Эмма дошла до двери, и, когда обернулась, чтобы попрощаться в последний раз, что-то в его глазах остановило ее.
— Винченцо? — неуверенно пробормотала она.
И тогда муж начал целовать ее, и вся печаль и горечь утерянной любви поднялись на поверхность и перетекли через край. А потом он отнес ее наверх в последний раз для долгой ночи восхитительной, надрывающей сердце любви.
Эмма открыла глаза, когда Винченцо одевался. Его лицо сделалось жестким и холодным, и он сказал:
— Уходи, Эмма и не возвращайся.
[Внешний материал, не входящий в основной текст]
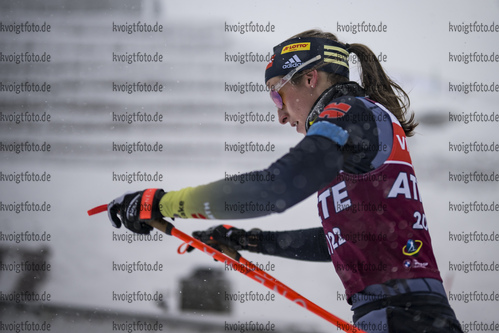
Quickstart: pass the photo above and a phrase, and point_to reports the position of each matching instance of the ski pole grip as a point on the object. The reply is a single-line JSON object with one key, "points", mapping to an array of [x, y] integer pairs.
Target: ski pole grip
{"points": [[162, 225], [96, 210]]}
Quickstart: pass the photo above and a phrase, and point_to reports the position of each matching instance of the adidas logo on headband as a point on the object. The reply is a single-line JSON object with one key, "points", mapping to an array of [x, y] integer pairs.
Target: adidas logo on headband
{"points": [[292, 62]]}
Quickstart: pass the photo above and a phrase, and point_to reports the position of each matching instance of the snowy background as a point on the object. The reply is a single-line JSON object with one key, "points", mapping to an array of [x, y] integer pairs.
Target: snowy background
{"points": [[194, 73]]}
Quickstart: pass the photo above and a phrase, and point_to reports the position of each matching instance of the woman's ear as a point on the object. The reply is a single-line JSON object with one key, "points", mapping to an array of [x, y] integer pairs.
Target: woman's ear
{"points": [[311, 78]]}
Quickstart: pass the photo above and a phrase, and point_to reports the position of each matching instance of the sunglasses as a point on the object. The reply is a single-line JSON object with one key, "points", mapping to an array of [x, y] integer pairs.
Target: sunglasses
{"points": [[274, 92]]}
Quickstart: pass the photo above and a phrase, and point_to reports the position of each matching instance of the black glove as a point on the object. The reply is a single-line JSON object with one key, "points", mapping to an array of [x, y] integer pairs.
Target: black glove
{"points": [[134, 208], [236, 239]]}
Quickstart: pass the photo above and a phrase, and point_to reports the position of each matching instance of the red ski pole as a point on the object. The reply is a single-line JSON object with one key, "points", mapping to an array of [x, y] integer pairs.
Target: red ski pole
{"points": [[248, 269]]}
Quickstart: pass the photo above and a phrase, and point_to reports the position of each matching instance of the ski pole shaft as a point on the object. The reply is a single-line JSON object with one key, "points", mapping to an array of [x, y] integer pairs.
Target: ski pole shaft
{"points": [[247, 268]]}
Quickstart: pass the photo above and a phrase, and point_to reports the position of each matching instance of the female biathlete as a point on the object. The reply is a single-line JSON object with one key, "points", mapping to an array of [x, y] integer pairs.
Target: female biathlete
{"points": [[355, 156]]}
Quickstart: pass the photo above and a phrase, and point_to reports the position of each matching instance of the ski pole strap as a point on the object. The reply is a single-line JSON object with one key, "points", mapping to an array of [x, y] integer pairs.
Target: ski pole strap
{"points": [[248, 269]]}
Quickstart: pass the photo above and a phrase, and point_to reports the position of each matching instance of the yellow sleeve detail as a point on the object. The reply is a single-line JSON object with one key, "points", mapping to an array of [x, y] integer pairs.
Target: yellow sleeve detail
{"points": [[172, 204]]}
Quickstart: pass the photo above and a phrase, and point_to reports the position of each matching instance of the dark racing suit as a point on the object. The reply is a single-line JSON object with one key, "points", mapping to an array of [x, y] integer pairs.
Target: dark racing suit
{"points": [[375, 230]]}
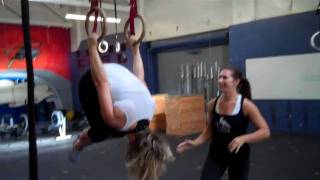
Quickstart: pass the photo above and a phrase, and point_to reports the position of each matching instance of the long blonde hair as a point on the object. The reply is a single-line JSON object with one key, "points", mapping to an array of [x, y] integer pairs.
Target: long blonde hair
{"points": [[148, 160]]}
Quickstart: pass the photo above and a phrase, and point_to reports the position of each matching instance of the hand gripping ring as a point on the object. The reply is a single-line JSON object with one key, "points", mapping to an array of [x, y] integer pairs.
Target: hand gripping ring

Ты мне больше не жена.
Позже, сидя в самолете, уносящем ее прочь, она думала, что ослепнет от слез.
А месяц спустя обнаружила, что беременна…
Приехав на железнодорожный вокзал, Эмма зашла в кафе, заказала чашку кофе и вытащила из сумочки недавнюю фотографию сына.
Он точная копия своего отца!
Глядя на это прелестное маленькое личико, Эмма почувствовала, как сердце сжалось от боли и вины. Неужели она пытается защитить свое разбитое сердце в ущерб его нуждам?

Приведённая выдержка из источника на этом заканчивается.